Friday, June 13, 2014

Orienting a Summer of Making #Connected Learning @CWPFairfield with Support from @writingproject

 Last night, CWP-Fairfield hosted its 29th Invitational Summer Institute and began a celebration of the National Writing Project's 40th year investment in educational leaders. This summer, we are hosting middle and high school counselors, English teachers, and educators. We are carrying forth the tradition of best practices in teaching writing and of pedagogical excellence.

We have Kelly Gallagher's Write Like This to guide our conversations and the CT Mirror to assist us in getting teacher voices into educational policy. We also have the expertise of Troy Hicks to assist our digital connectivity and foresight of writing in 21st century platforms.

Last night, however, we tapped into Ralph Fletcher's wisdom about writer's notebooks and began to plant seeds for our own writing. Interestingly, an opening prompt to kick-things off resulted in common ground. The 14 teachers who attended reported that this was a year where colleagues felt a loss of control in making sound decisions for what works with K-12 youth. The stories they shared discussed changing policies, unanswered questions, frustrated students and parents, frazzled teachers, and a need to be heard. In summary, there is a lack of respect for them as professionals. The Need To Be Heard seemed to be the anthology's title.

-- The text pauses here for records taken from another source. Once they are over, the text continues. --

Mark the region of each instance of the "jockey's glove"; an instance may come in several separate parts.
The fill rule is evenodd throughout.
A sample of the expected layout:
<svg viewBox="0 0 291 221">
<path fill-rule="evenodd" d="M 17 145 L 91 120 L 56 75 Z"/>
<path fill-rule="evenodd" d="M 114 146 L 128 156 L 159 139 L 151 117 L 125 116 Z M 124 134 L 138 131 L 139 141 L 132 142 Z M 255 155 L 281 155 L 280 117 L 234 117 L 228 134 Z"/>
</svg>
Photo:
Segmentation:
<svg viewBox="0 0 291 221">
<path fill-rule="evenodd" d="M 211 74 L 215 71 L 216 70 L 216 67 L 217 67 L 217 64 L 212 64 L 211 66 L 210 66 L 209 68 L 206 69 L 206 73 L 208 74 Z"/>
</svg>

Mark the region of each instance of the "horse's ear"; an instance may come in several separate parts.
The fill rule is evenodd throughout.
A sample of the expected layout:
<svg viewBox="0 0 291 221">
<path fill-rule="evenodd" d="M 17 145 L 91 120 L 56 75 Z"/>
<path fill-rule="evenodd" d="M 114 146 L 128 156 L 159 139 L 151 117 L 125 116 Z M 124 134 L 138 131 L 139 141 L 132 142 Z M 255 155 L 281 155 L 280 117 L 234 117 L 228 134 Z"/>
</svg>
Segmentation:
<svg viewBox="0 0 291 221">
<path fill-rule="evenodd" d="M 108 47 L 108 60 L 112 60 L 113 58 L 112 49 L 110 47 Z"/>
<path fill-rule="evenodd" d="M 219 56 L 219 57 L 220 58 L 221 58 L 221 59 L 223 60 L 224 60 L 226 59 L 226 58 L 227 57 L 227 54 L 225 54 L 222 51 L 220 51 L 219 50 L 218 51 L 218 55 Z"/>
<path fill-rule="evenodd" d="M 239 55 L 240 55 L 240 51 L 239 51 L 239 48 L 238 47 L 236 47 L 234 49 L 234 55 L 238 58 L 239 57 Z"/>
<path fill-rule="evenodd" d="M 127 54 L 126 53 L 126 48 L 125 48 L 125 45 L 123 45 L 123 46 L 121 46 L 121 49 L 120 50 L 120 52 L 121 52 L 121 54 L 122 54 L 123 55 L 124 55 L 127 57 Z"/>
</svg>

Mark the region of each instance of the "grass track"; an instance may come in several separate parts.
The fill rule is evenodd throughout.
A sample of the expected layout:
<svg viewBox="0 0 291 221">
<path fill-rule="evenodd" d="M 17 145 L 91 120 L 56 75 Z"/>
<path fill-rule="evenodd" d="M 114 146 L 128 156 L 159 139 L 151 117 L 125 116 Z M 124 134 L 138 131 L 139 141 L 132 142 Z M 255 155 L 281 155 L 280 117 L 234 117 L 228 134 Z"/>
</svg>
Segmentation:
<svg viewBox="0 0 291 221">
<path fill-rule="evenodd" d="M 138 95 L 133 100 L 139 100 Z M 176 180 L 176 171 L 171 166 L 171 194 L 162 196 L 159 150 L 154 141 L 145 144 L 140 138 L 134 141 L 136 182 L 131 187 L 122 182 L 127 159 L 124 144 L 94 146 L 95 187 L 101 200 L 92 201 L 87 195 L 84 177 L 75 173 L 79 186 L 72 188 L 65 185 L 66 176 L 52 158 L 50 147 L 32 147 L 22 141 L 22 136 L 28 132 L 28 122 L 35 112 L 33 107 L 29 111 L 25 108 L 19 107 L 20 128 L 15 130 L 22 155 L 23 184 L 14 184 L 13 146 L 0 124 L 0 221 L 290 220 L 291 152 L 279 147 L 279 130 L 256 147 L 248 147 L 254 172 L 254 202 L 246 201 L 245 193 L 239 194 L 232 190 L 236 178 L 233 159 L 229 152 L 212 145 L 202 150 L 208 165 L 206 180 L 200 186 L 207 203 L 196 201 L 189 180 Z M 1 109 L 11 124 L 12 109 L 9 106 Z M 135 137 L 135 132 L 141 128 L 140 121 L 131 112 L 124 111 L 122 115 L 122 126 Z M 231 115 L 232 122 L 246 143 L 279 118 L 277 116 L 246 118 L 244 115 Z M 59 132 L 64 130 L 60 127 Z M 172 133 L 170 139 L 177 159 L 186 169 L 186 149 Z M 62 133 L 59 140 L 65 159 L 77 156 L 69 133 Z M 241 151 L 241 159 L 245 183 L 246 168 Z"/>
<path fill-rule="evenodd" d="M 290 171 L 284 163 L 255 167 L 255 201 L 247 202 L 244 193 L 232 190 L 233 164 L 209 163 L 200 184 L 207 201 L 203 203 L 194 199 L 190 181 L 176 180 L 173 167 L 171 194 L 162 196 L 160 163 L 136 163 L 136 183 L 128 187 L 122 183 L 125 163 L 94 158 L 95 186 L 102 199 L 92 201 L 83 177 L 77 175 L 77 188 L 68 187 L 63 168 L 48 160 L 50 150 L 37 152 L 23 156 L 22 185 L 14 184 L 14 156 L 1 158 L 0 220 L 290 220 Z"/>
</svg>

The teachers this summer represent several schools along southern Connecticut: urban and suburban, high success and low success, affluent and struggling, pro Young-Adult Literature and pro Canonical texts, with tracking and mixed classrooms, and an overall love for the power of writing. A teacher from Tanzania, Africa, will join our cohort in July. With support from Fairfield University and its mission for service learning and global awareness, our team will benefit from an overseas educator (with a shout out to Beauty Makinta, Pretoria, South Africa, who came to our ISI last year).

Already, orientation demonstrated passion, curiosity, interest, and drive. I am forever thankful to the National Writing Project for its continued invested in building teacher leaders and to Fairfield University and its community for helping us host a summer of connected learning - it is the work I've believed in ever since I became a Louisville fellow in 2002. The rest has been history.

Interestingly, an article appeared in a local paper yesterday that highlighted a lack of teacher-driven professional development. The reporter discussed that superintendents see a need to advocate for teachers and what they know works best with young readers and writers. I couldn't help but smile. Once again, this is what CWP-Fairfield is commissioned to do. The NWP model works and is one that deserves investment from local, state, and national organizations. The best way to build strong literacy communities is to invest in teachers. That is a sustainable model, indeed.

And this year, we welcome the advice and expertise of the CT Mirror. With their wisdom of politics and policies, we shall learn new ways in which writing can make a difference.